According to Bloomberg, the Korea Times, and Korea JoonAng Daily, independent investigators will be speaking to Lee on Thursday regarding allegations that he benefitted from a controversial merger after Samsung generously supported the family of Choi Soon-sil, the presidential friend and advisor at the heart of Park’s impeachment scandal. None of the allegations have been proven in court.

“Special prosecutors are mainly after President Park, but in this case, to charge Park with bribery, they have to prove her connection with Samsung,” said Chung Sun-sup, who runs corporate researcher Chaebul.com, told Bloomberg. “Prosecutors used to overlook the chaebols’ wrongdoings in the past, but this scandal is different because citizens can no longer tolerate the cozy relationship between politics and business.”

According to the JoonAng Daily, Samsung pledged 22 billion won (approximately $24.39 million Canadian) to support the equestrian training of Choi’s daughter Chung Yoo-ra. It also contributed 1.6 billion won (approximately 1.77 million) to a winter sports training program established by Choi’s niece Jang Si-ho, and 20.4 billion won to a pair of Choi-affiliated nonprofit foundations.

Perhaps more damaging, it is suspected that in return for the funds, the South Korean president’s office facilitated last year’s merger of Samsung C&T (Samsung’s parent company, which oversees international sales operations) and Samsung affiliate Cheil Industries by ordering the country’s National Pension Service, which held shares in both companies, to vote for the deal, according to the Korea Times. The publication noted that the merger was designed for Lee to increase his stake in Samsung as a whole, ensuring a smooth transition of power from his father, Samsung chair Lee Kun-hee, who suffered a heart attack in 2014.

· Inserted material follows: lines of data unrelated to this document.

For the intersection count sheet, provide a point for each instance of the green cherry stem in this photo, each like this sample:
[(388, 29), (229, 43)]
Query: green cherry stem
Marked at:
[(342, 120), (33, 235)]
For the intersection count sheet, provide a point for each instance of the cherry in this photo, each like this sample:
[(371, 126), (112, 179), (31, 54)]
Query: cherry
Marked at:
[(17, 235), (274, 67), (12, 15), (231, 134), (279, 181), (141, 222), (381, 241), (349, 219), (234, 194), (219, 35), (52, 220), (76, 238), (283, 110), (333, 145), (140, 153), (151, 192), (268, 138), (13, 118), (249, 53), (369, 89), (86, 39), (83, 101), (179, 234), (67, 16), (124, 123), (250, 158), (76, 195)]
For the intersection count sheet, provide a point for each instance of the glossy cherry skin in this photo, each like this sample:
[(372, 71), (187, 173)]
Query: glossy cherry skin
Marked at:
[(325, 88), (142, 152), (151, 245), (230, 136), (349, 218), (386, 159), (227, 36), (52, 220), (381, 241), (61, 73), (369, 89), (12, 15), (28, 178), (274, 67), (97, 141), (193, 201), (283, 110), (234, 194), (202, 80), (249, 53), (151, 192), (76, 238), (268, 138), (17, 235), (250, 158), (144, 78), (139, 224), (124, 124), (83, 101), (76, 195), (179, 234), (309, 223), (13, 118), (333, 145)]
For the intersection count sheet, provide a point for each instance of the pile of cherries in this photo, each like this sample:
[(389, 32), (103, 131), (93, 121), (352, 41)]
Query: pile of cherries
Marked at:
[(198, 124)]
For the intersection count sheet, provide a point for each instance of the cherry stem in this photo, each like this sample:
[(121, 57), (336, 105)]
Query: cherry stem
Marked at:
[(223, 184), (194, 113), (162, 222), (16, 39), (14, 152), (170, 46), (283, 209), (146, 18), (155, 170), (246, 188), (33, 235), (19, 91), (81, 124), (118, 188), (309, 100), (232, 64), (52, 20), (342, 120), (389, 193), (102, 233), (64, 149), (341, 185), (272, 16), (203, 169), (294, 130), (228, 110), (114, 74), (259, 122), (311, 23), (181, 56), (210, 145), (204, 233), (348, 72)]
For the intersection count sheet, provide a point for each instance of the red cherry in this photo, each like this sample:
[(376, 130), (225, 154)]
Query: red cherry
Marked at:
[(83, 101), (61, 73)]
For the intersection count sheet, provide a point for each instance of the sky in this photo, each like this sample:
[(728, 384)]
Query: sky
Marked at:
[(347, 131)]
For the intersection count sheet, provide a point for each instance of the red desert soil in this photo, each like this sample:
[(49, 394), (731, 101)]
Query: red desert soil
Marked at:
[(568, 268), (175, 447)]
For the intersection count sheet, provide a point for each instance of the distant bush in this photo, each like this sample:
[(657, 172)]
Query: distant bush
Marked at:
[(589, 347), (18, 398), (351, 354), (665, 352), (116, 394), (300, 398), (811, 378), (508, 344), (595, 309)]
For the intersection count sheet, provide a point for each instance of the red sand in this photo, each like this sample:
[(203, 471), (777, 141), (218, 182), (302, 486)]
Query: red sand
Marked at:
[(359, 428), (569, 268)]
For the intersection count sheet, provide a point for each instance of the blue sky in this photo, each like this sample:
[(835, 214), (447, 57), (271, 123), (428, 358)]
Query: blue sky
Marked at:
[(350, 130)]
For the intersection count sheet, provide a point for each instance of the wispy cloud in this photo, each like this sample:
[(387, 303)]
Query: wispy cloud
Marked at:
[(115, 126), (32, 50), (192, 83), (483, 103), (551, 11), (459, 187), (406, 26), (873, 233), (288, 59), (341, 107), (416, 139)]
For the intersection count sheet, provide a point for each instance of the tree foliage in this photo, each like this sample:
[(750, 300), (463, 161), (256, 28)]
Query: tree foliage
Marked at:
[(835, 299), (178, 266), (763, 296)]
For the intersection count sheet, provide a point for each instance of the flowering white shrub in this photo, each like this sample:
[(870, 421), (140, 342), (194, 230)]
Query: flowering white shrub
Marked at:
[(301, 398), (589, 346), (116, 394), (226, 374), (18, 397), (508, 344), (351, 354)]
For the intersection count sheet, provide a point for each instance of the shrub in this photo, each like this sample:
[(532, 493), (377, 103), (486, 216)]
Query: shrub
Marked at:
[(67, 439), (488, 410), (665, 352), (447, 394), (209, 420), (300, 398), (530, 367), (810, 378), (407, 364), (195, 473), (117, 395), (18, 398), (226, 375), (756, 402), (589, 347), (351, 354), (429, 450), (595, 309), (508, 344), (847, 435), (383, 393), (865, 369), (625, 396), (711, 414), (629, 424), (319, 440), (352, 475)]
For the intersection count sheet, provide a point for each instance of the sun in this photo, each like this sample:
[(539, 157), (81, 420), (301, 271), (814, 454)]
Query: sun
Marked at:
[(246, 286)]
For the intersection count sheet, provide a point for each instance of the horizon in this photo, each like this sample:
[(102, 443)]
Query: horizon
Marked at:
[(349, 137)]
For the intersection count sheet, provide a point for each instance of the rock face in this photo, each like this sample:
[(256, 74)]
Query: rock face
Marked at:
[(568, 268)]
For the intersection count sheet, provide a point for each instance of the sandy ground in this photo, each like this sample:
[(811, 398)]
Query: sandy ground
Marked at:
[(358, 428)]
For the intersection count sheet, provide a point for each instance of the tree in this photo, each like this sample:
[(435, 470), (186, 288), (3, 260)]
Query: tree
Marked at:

As mentioned by JoonAng Daily, the National Pension Service also happened to be the largest shareholder of Samsung C&T – and the deal was criticized as unfair for Samsung C&T.

According to the Korea Times, independent investigators involved in South Korea’s presidential scandal have secured a tablet PC owned by Choi that contains emails related to the Samsung merger and the company’s donations to Choi’s family. They are currently reviewing whether to charge South Korean president Park with bribery; should they do so, Choi and Samsung executives Choi Gee-sung, the company’s vice chair, and Chang Choong-ki, president of its future strategy planning division, could be charged with third-party bribery.

As for Lee himself, for now JoonAng Daily reports that his summoning on Thursday is not linked to the investigation team’s newest evidence – Choi’s tablet PC – but previous evidence linking executives Choi Gee-sung and Chang Choong-ki with Choi the presidential advisor. After Thursday’s meeting, the investigation team expects to make a decision regarding which Samsung executives it will attempt to prosecute, according to the Daily – including, possibly, Lee.

Thus far, Samsung has denied that its sponsorship of Choi’s family represented bribery, and has declined to respond to the allegations themselves which, if true, would merely be the latest fiasco in a tumultuous six months for the company, which spent the latter part of last year in damage control mode after it was famously revealed that its Galaxy Note 7 devices were running on 3,500 mAh batteries that were prone to heating up and exploding.

It’s been estimated that the Note 7 alone could wind up costing the company $1 billion USD.